Sala Abierta [Open Gallery] 18 – Luis Úrculo

From June 6 to July 10, 2022


Sala Abierta is an intangible space that is part of the MAZ galleries.
*Essay on ruin *, 2012
Video 3’ 56”

 

Albert Speer, the architect that Hitler placed in charge of most of the important building projects of the Third Reich, habitually made drawings of the future ruins of his own buildings. Speer claimed, with reason, that the real potential of architecture resides in the evocative force of its future ruin or destruction. And in order to justify this argument, he recalled monumental structures of the past, the remains of civilizations such as the Roman, Greek and Egyptian ones.

 

Luis Urculo’s works deal with this fall from power and its manifestation on the basis of monumental architecture. Using compositions of domestic objects, arranged according to the neoclassical ideal, he depicts the collapse and breakdown of the symbols of a stable and eternal Europe, the celebration of failure as an aesthetic act. At the same time,  Úrculo portrays the very concept of collapse or destruction at a precise moment in a person’s life.

 

Iván López Munuera explains: “A cult to decline, as Andreas Huyssen points out, has sprung from one of the greatest obsessions of contemporary times. Because decline or ruin begs for a place that is charged with nostalgia; [it is] a call to a past that no longer exists, that questions the present from a position that ponders not only the past, but also the uncertainty to come.”

 

Here, through constructions carried out with objects that are considered “cadavers”. he not only investigates the possible structures and acts of decline, but also the spectator’s perception and interpretation of them. These are quick succint actions that imply the descending movement of the compositions – fabrics that unfold to reveal their structures and fall in a strange choreography: detailed maps atlases of detritus, sticks, debris and rubble, arches of triumph and podiums– until reaching their formal ruin / rupture.

 

As Ivan López Munuera underlined, “the images that  Úrculo creates in his Essay on Decline do not recall specific places, but rather invokes sensations; they do not spawn a desire to return to earlier times, but instead recall them. Through his works,he establishes a platform from which one can conceive and mold the futures for which we wish, even invent new and exciting pasts.

 

Reconstructions

 

This work studies the position/role of the observer and how by nature we need to understand the world and all that surround us, by direct explanations or in case of lack of this information the use of interpretations to create maps of intellection.

 

The video is the last piece of the project ‘Reconstructions’, where a series of images in sets of 2 (dyptic) play an open dialogue with the spectator, where the left image is always shown as an autopsy organized by numbers, working as a path of reading by linking numbers and details to create an understanding, a possible meaning, but on the right side, a notation/drawing/document explains the image as a placard, opening a new possibility of reading. Fiction and reality are placed as a balance which need to be reviewed endlessly.

 

Here a collection of actions are placed one after the other, without direct explanations, just as visual landscapes, open to be translated by the viewer, as the Rorschach test which uses interpretation of ambiguous designs to assess an individual’s personality and well as the psychoanalytic concept of object relations.

 

This work uses two clear references, anthropology and criminology, and how this fields work inventing the void parts or fragments of a timeline as future/past elements, placing the action in a transitional state of time and meaning.

 

Luis Úrculo

Lives and works between Madrid and Mexico City

His practice takes anthropology, archeology and criminology as a main references of phenomenology to create lines of investigation based on reconstructions, timelines, interpretations, uncertain materialities, imprecise descriptions, or ambiguities.

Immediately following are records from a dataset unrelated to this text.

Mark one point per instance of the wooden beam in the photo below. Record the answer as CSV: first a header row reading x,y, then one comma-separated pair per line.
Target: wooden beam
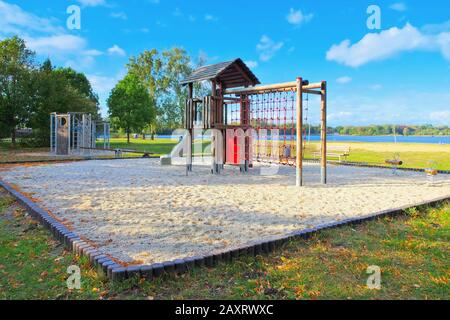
x,y
262,88
323,136
299,146
274,87
317,85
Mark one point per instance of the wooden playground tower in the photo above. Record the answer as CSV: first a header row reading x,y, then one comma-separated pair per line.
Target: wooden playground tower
x,y
238,108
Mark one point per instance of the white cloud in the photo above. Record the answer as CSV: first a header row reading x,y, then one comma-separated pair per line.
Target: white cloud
x,y
56,44
267,48
116,50
15,20
46,37
119,15
398,6
92,53
386,44
436,28
92,3
376,87
251,63
339,116
210,17
344,80
297,17
178,12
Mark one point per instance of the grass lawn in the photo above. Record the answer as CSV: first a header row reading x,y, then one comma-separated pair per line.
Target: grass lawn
x,y
413,155
411,250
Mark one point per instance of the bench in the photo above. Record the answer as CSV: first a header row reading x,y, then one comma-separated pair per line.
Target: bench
x,y
337,152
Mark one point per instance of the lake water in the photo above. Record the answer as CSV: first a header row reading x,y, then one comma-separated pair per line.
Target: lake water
x,y
391,139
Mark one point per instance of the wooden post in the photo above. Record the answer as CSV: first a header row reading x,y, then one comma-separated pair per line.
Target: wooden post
x,y
323,136
299,146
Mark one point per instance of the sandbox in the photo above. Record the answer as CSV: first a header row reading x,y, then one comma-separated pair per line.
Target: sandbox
x,y
142,213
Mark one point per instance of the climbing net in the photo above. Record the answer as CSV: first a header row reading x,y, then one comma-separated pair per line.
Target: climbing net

Fiction, and representation of diverse domestic geographies have been the language and scenarios used to create diverse video works, using amateur choreographies with objects to represent this ideas.

His latest investigations are based on the idea of ‘karaoke’,
(or working with absence of information), to create new bodies of work within those missing parts, images or explanations. Perform a line of complicity with the viewer, who builds interpretations or reconstructions out of this pieces, as tourists, archeologist, or simple karaoke singers in a bar.

Urculo is also interested on a redefinition of the possible tools, procedures and formats within architecture. Mainly is an investigation focused on the representation and the narrative of the ‘invisible’ that defines the space. A work not so directly related with the gravity and weight, a value which has been a main unit to measure construction and its media impact on the last decades.